NeighborhoodInfoDC / RegHsg

Regional Housing Framework
1 stars 1 forks source link

Updated Subsidized unit count Step 2 #52

Closed Woliver01 closed 5 years ago

Woliver01 commented 5 years ago

@ptatian the viewtable doesn't look quite right, each of the properties have the same exact values. Not sure if this is something that gets fixed in the next step or not but @maggiesu0725 also took a look and wasn't sure why the table was showing up the way that it is. Please review.

Woliver01 commented 5 years ago

@ptatian I fixed the variable names, and added in a COG region format. The variables still each have the same values (they all say Active Subsidies) and they each are coded as "1". I'm not sure if I need to add another step in order to give each property its own values or if they're supposed to look like that. Please review.

ptatian commented 5 years ago

@Woliver01 Thanks. I will take a look.

ptatian commented 5 years ago

@Woliver01 It's possible to see what is going on if you look at a few observations.


                               PH_1_           PH_2_
                            Assisted        Assisted       PH_all_
 Obs      TotalUnits           Units           Units    assistedunits     PH_activeunits

   1              18               .               .          18         Active subsidies
   2             195             195               .         195         Active subsidies
   3              83               .               .          83         Active subsidies
   4              17               .               .          17         Active subsidies
   5              23               .               .          23         Active subsidies

I had to temporarily comment out the drop statement in the data step. Then I used a Proc Print to generate the output above.

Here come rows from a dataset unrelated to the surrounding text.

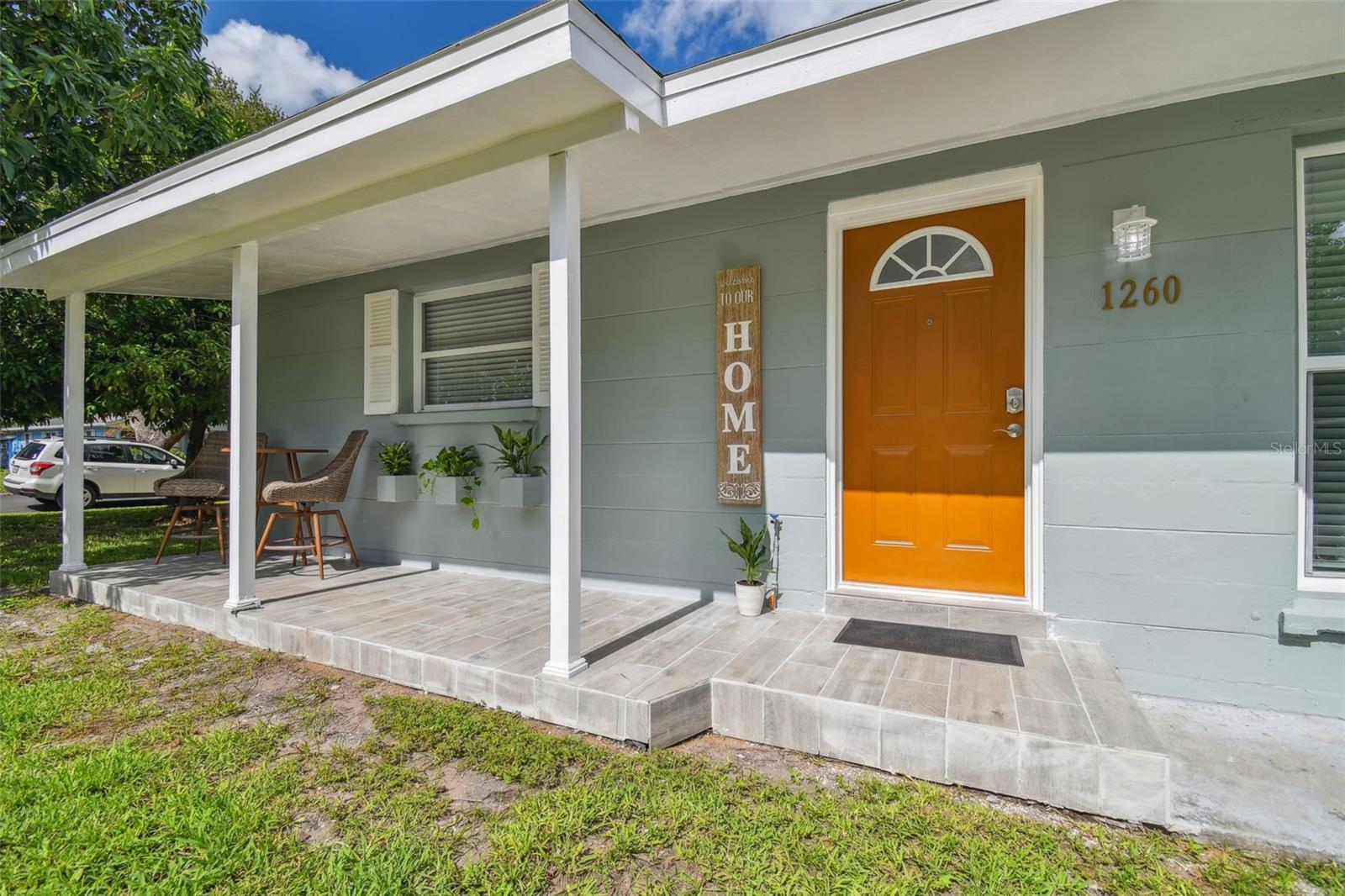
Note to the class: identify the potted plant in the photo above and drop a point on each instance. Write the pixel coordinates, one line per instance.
(526, 486)
(459, 465)
(398, 482)
(753, 553)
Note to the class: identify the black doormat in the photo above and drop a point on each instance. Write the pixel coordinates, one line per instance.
(931, 640)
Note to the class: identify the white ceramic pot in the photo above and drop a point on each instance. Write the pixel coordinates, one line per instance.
(524, 492)
(397, 488)
(751, 598)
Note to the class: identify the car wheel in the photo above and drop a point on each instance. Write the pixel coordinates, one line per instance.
(91, 495)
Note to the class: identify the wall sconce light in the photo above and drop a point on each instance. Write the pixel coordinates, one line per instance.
(1130, 233)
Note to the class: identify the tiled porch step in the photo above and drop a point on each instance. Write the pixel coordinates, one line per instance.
(1087, 777)
(1062, 730)
(1004, 622)
(659, 720)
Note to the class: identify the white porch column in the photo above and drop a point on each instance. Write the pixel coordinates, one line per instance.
(71, 482)
(242, 432)
(565, 658)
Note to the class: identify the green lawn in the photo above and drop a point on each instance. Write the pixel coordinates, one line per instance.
(30, 544)
(139, 757)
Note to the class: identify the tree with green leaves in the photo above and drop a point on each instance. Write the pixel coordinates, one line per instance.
(98, 94)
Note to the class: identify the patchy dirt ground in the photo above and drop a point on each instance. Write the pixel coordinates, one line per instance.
(327, 708)
(421, 784)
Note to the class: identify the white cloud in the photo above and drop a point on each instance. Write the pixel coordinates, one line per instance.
(679, 33)
(289, 73)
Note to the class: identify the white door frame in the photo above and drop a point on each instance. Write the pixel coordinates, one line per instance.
(1024, 183)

proc print data=allassistedunits (obs=10);
  var totalunits ph_1_assistedunits ph_2_assistedunits ph_all_assistedunits ph_activeunits;
run;

As you can see, every project is getting assigned a positive number of PH units. This is an issue of the missing values in the PH_1_AssistedUnits and PH_2_AssistedUnits variables. When using min(), max(), sum(), etc. functions, SAS ignores any missing values. As a result, for obs #1, PH_all_assistedunits=min(sum(PH_1_AssistedUnits, PH_2_AssistedUnits),TotalUnits); ends up assigning TotalUnits as the value for PH_all_assistedunits because the PH vars are both missing.

The simple fix is to insert a 0 in the sum function, which forces it to evaluate to 0 if the other values are missing.

PH_all_assistedunits=min(sum(PH_1_AssistedUnits, PH_2_AssistedUnits, 0),TotalUnits);

Try that and see if it solves the problem. Thanks!

Woliver01 commented 5 years ago

@ptatian that fixed it, thanks! I've started on Step 3, I'll commit it and tag you once I'm done.

Woliver01 commented 5 years ago

@ptatian I tried out a couple methods but this one worked I think. Please review.

ptatian commented 5 years ago

Thanks, @Woliver01. You got it right! Also glad you added the formats to the date variables. However, you don't need to add informats in this case. Those are only needed when we are importing data from a text file into the SAS data set, which we aren't doing here.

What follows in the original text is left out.